Grace Kabaniha : « Dans le secteur de la santé, les entreprises devraient investir dans les startups innovantes »

Chaque année, les économies africaines perdent plus de 2 400 milliards de dollars en raison de la mauvaise santé des populations. C’est le constat alarmant dressé dans le tout premier rapport dédié du Bureau Afrique de l’Organisation mondiale de la santé (OMS) dévoilé fin mars et intitulé «Un lourd fardeau : le coût indirect de la maladie en Afrique». En tête des pays lourdement touchés, le Nigeria (plus de 879 milliards de dollars), l'Afrique du Sud (330,5 milliards de dollars), l'Angola (176,7 milliards de dollars) et l'Algérie (148,9 milliards de dollars). Dans un contexte où la promotion de la santé pour tous occupe une place de choix dans l’agenda mondial –d’ailleurs ce mardi 7 mai marque la journée mondiale de l’asthme et mardi dernier s’achevait la semaine africaine de la vaccination-, l’OMS milite désormais pour une plus grande implication du secteur privé dans la santé. L'Ougandaise Grace Kabaniha, économiste de la santé à l’OMS Afrique, a dirigé l’étude. Elle revient pour «La Tribune Afrique» sur quelques points clés et donne son avis sur l’implication qui pourrait être celle du monde du business dans l’effort de santé pour tous.
Ristel Tchounand
Dr Grace Kabaniha est économiste de la santé au Bureau régional de l'OMS pour l'Afrique. Elle a dirigé l'étude qui a aboutit au tout premier rapport de l'OMS sur le coût économique de la maladie en Afrique, lequel se chiffre à plus de 2 400 milliards de dollars par an.
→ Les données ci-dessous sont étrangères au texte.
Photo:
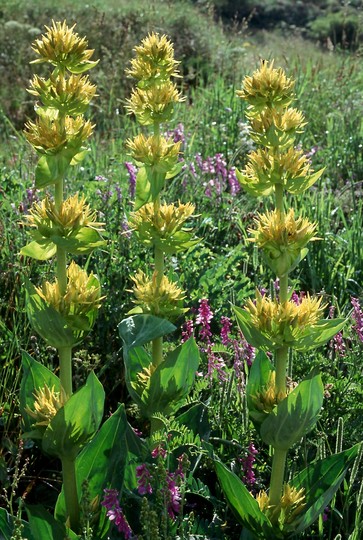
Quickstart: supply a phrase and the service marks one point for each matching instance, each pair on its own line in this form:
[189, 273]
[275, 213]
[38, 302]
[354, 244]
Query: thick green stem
[65, 369]
[157, 344]
[277, 476]
[70, 492]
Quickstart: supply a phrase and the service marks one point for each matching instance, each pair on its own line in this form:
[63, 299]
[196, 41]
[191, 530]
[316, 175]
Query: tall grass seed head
[162, 225]
[162, 298]
[157, 152]
[282, 238]
[73, 214]
[154, 61]
[284, 324]
[46, 405]
[154, 104]
[267, 87]
[64, 49]
[49, 135]
[68, 94]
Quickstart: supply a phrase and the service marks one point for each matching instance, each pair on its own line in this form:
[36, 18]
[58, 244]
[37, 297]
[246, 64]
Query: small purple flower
[114, 512]
[225, 330]
[143, 479]
[205, 315]
[132, 170]
[248, 461]
[358, 318]
[188, 330]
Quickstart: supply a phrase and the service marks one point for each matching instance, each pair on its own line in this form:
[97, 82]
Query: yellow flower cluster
[282, 238]
[284, 324]
[46, 405]
[291, 504]
[73, 214]
[63, 47]
[82, 297]
[158, 297]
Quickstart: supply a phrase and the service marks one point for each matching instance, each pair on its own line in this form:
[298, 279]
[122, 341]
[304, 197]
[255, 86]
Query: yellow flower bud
[73, 214]
[284, 324]
[81, 300]
[267, 87]
[46, 405]
[162, 226]
[154, 151]
[282, 239]
[63, 48]
[69, 95]
[158, 297]
[291, 504]
[154, 60]
[50, 135]
[154, 104]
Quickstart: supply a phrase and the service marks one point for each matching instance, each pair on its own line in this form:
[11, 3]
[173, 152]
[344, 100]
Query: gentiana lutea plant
[158, 383]
[282, 414]
[63, 311]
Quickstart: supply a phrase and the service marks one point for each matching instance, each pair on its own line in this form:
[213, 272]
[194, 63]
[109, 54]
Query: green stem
[277, 476]
[70, 492]
[157, 344]
[65, 369]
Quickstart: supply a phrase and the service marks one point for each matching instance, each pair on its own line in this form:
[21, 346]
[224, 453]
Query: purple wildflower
[131, 169]
[187, 331]
[143, 479]
[358, 318]
[114, 512]
[205, 315]
[248, 461]
[225, 330]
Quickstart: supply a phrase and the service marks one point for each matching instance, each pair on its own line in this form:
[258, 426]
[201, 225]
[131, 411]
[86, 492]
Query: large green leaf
[35, 376]
[259, 377]
[44, 526]
[295, 415]
[321, 481]
[76, 422]
[245, 506]
[107, 461]
[172, 380]
[140, 329]
[7, 526]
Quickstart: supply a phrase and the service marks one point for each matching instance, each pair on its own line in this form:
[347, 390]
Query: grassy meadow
[224, 268]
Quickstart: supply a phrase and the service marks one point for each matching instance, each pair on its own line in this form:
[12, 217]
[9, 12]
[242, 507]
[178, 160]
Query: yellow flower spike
[283, 239]
[154, 151]
[48, 135]
[69, 95]
[154, 104]
[46, 405]
[163, 299]
[81, 300]
[284, 324]
[162, 226]
[264, 169]
[154, 60]
[291, 504]
[267, 87]
[276, 128]
[63, 48]
[73, 214]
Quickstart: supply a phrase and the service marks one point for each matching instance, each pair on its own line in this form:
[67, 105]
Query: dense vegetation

Dr Grace Kabaniha est économiste de la santé au Bureau régional de l'OMS pour l'Afrique. Elle a dirigé l'étude qui a aboutit au tout premier rapport de l'OMS sur le coût économique de la maladie en Afrique, lequel se chiffre à plus de 2 400 milliards de dollars par an. (Crédits : DR)

La Tribune Afrique : Les données du rapport datent de 2015. Le phénomène aurait-il pu ou non s'amplifier au cours des trois dernières années ?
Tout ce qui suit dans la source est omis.